Understanding Natural Gas Prices

 

 
  October 23, 2006
 
Consumers are getting a break. But the declining price of natural gas is not a permanent phenomenon and one that is directly tied to supply and demand. Now that such prices are half the cost of a year ago, producers are less inclined to take risks while homeowners will use more of it. And, in time, prices will rise again.

Ken Silverstein
EnergyBiz Insider
Editor-in-Chief

It's not that consumers and industry are fickle. It's just that when energy prices rise, people and enterprises adjust their usage or switch to alternative fuels. If prices go high enough, it spawns interest in new development of existing resources or the innovation of totally different ones. That's the nature of free markets, although government policy is an inextricable component of the process.

The price of natural gas now stands at about $6.50 per million BTUs on the New York Mercantile Exchange compared to last December when it had risen to almost $15 per million BTUs in the wake of Hurricane Katrina and reduced production in the Gulf of Mexico. In the early 2000 time frame, the price was $2-$3 per for the same unit.

"But make no mistake, the natural gas crisis hasn't gone anywhere," says American Chemistry Council CEO Jack Gerard. "Natural gas costs continue their march upward, American jobs are being shed by the millions, and the nation's economy and security remain at risk -- due in large measure to current federal energy policies."

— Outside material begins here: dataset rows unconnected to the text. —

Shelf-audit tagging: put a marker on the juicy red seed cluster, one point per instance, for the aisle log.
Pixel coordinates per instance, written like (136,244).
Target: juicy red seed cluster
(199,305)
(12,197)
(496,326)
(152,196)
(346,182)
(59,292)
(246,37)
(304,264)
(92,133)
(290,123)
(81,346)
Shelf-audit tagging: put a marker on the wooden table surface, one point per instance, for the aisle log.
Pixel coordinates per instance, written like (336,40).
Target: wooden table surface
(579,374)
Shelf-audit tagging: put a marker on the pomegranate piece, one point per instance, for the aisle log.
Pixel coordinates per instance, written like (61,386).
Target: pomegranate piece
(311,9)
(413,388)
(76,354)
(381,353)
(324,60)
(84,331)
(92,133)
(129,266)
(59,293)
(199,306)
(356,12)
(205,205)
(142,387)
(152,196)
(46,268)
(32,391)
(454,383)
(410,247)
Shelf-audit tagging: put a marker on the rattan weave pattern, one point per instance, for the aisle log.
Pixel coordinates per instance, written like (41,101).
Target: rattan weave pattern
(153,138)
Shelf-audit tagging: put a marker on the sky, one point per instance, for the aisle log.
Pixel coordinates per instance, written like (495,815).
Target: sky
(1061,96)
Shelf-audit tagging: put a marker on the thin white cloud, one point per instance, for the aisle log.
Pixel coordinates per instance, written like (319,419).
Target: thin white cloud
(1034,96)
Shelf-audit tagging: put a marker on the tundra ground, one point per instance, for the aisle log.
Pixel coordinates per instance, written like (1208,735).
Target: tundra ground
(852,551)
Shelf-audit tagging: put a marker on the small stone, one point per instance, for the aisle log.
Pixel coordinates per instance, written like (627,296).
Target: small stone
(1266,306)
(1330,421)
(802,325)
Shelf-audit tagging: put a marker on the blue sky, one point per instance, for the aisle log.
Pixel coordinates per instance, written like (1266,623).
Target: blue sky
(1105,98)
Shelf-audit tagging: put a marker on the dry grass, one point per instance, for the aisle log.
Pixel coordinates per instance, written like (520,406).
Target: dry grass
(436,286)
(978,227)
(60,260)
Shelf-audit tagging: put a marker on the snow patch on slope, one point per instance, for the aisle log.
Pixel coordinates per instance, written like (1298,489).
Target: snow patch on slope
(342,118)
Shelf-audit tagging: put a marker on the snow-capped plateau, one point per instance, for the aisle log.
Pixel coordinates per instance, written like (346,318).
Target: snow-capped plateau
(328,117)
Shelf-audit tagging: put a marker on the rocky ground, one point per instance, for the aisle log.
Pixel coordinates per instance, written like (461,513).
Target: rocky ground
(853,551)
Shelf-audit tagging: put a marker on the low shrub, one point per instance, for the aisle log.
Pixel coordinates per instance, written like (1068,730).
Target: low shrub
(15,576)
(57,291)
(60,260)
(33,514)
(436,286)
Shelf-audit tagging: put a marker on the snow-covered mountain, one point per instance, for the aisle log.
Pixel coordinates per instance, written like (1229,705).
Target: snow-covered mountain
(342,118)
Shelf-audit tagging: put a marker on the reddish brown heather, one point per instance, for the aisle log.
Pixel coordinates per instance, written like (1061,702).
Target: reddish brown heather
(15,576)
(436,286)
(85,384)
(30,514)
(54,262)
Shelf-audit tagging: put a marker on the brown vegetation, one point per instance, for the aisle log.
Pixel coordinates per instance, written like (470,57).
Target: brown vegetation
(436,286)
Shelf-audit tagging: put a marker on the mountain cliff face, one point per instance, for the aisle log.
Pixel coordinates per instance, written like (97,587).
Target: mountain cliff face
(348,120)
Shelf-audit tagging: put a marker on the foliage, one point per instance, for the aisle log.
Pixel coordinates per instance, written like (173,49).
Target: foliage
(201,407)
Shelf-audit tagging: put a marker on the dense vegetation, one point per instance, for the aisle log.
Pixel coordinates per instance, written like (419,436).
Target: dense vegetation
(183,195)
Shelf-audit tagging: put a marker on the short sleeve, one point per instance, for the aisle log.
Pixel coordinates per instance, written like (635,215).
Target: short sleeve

For the time being, however, consumers will pay less. The U.S. Energy Information Administration (EIA) says that households heating primarily with natural gas will pay roughly $826 this winter. That's down 14 percent from last year's record of $945. Comparatively, natural gas consumers spent an average of $465 in the winter of 2001-2002 and $741 in 2004-2005.

Where are prices headed in the future? No one has a crystal ball. High prices mean greater margins for producers and so over the last three years drilling levels have increased and thereby upped supplies. That, in combination with diminished demand, has deflated the present cost of home heating.

Besides the laws of supply and demand, the current price of natural gas is also attributable to the fact that the National Weather Service is predicting a warmer than normal winter. As a result, there's a lot of natural gas sitting in storage right now. At last count a few weeks ago, 3.25 trillion cubic feet was stockpiled. That's 11 percent more than last year.

"This is close to EIA's estimated maximum working gas storage capacity of about 3,600 trillion cubic feet, which should put downward pressure on natural gas prices, at least until cold weather sets in and inventories begin to drop," the EIA said in its monthly Short-Term Energy Outlook.

Economic Laws

Natural gas, of course, became the fuel of choice in 1990 after amendments to the Clean Air Act passed. And for at least a decade, all power plants on the drawing board were to be fueled with the commodity. Demand soared. But, production did not. And prices rose.

In its "Accelerated Depletion: Impacts on Domestic Oil and Natural Gas" study released in 2001, the EIA said that if the original 30 trillion cubic feet demand projection is to reach fruition by 2025, then the price of gas would have to remain less than $3.25 per million BTUs. It also said that producers would need to maintain high levels of drilling and have access to basins off the Florida coast and in the Rocky Mountains -- something that doesn't appear will happen anytime soon.

The economy, in part, has absorbed the price increases in oil and natural gas because it takes less energy now to produce one unit of gross domestic product. Put simply, in the 1970s, the economy was more energy intensive than it is now, but energy was relatively cheap back then. Today, energy costs are higher but new technologies along with tougher environmental regulations have increased efficiencies. Chemical plants, for instance, no longer flare off steam waste. They recycle it to create even more energy.

"Many forecasts, with respect to future natural gas demand, fail to take into account price sensitivity," says Billy Jack Gregg, head of the consumer division for the West Virginia Public Service Commission. "Consumers, industry in particular, will not use a commodity ad infinitum. They will employ the technologies to increase efficiency and decrease consumption. They will switch fuel sources. It will take some time to make the adjustments. If we begin to conserve, prices will fall, again."

And so the discussion turns to how policymakers should set national energy policy. High natural gas prices may hurt industrials and consumers. But, they provide the incentive to find cleaner and more sustainable energy sources -- things that would likely remain on the backburner in a low cost environment. Beyond wind and solar power, there's coal gasification and coal liquefaction -- technologies that essentially scrub all the impurities out of coal and turn it into a cleaner fuel form.

Those are all positive developments, say industrial consumers. But none of the technologies will ease the supply crunch that now exists. The expected increase in energy demand means that all fuel sources are needed, including more natural gas. Industrials are pushing bills now in Congress to increase the level of natural gas production and particularly in the Outer Continental Shelf where about 85 percent of all supplies are off limits. The availability of natural gas would therefore put downward pressure on prices and place them closer to historical levels.

Economic laws, in combination with those set by elected officials, will determine how energy is consumed. Natural gas prices may be half of what they were a year ago. But, they will shoot up once production declines and usage rises. And, collectively, the people will reconfigure how their tax dollars are spent and what their energy priorities are.